Family tradition of winter beauty | Daily News

Family tradition of winter beauty

Just a peek at the 20-foot-tall icy mountain is enough to spread an infectious smile across Wynter Veal-Drummond’s face.

“We talk often, what would Grandpa say if he were here? Would he be proud, would he be smiling?” the 28-year-old said, looking to her mother Janet Veal-Drummond.

Wynter is the granddaughter of Mabel and Vierl Veal, the couple who thought up Veal’s Ice Tree in 1961. Awed by the dazzling appearance of ice accumulating on bushes near their pond, Mabel and Vierl decided to spray them directly with water.

Veal’s Ice Tree grew. JanetJanet and Wynter have continued the tradition that attracts curious visitors to their far southeast-side home, year after year.

The family hobby is a bizarre sight. Spectators frequently ask, “Is there really a tree under all that ice?” The answer is no. The base materials have varied, but have never been a live tree.

An Indianapolis News photo shows 14-year-old Janet Veal standing on the melting 1968 ice tree, its foundation exposed: a mound of discarded Christmas trees. These days, the family creates a skeletal base from two-by-fours, twine and brush. Once the base is built, they wait.

They won’t start the water flowing until there are five consecutive days of sub-30 degree temperatures, day and night. Some years aren’t cold enough to sustain it; Janet guesses there have been eight tree-less winters.

If the weather cooperates, they position multiple hoses, fed by an irrigation pump from the pond, around the base. Ice forms on the foundation, limbs and brush are added, ice forms and repeat.

The tallest tree reached 80 feet in the winter of 2013-14.

On a recent sub-zero day, Wynter and a friend strapped metal traction cleats to the bottoms of their boots and climbed the cascading tiers of ice like a set of stairs.

“Just the other day you couldn’t see any of this,” Wynter said, signaling to cumulus clusters of ice. “It was all limbs and two-by-fours and it looked ugly, and now it’s just this beautiful creation. I don’t know what gets better than this.”

They used hatchets to chop chunks of ice from around the hose openings to help the water flow freely and jammed dead branches into crevices at the top so the sculpture could grow taller.

Eventually, they streaked the cottony surface with pitchers of blue dye—Adding color “the old-fashioned way” for the first time, since it was too cold for a hose and garden feeder.

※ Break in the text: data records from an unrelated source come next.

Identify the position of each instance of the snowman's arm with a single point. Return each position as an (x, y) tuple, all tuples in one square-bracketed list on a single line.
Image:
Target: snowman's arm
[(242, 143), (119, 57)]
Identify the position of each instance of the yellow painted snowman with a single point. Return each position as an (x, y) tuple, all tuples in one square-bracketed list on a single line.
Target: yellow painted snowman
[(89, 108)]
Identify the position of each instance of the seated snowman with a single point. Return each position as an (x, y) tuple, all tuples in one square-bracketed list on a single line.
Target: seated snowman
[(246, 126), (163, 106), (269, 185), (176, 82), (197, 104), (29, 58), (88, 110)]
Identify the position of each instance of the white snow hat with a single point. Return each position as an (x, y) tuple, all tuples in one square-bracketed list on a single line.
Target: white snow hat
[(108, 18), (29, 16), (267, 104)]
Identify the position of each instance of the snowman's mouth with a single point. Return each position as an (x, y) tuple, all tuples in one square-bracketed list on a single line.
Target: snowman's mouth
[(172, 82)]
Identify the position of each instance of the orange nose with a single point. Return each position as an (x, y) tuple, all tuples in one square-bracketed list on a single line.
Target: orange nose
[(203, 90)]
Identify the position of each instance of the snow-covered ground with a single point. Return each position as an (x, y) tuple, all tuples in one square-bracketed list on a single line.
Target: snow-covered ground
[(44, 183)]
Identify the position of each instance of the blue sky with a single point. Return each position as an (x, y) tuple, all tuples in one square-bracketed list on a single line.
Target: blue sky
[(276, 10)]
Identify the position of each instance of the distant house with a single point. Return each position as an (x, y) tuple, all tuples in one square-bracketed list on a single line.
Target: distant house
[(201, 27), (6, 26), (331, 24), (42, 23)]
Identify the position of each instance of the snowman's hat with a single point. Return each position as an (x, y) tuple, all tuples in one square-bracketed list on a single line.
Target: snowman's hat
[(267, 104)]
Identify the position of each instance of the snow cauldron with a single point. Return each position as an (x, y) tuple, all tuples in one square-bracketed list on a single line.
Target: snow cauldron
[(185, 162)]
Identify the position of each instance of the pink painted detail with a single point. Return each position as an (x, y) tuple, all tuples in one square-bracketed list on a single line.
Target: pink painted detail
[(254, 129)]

After tossing the first pitcher, Wynter let out a high-pitched cry of laughter and did a dance. “I’ve never done that before, it’s so exciting,” she said.

 

During the coloring, a family came by for a first visit and four children got to help dye the tree.

“When we’re not really feeling like we’re in the mood to go out in the cold, I’m thinking, this is making other people happy so I’m going to persevere during this cold weather,” she said with a laugh.

The Veal-Drummonds believe the tree honors their patriarch, Vierl, who strove to create beauty from adversity.

“I hope that when I have children that they see the beauty in this and that they say ‘Oh mom we want to take over,’ and that I’m 90 years old watching them build the ice tree,” Veal-Drummond said.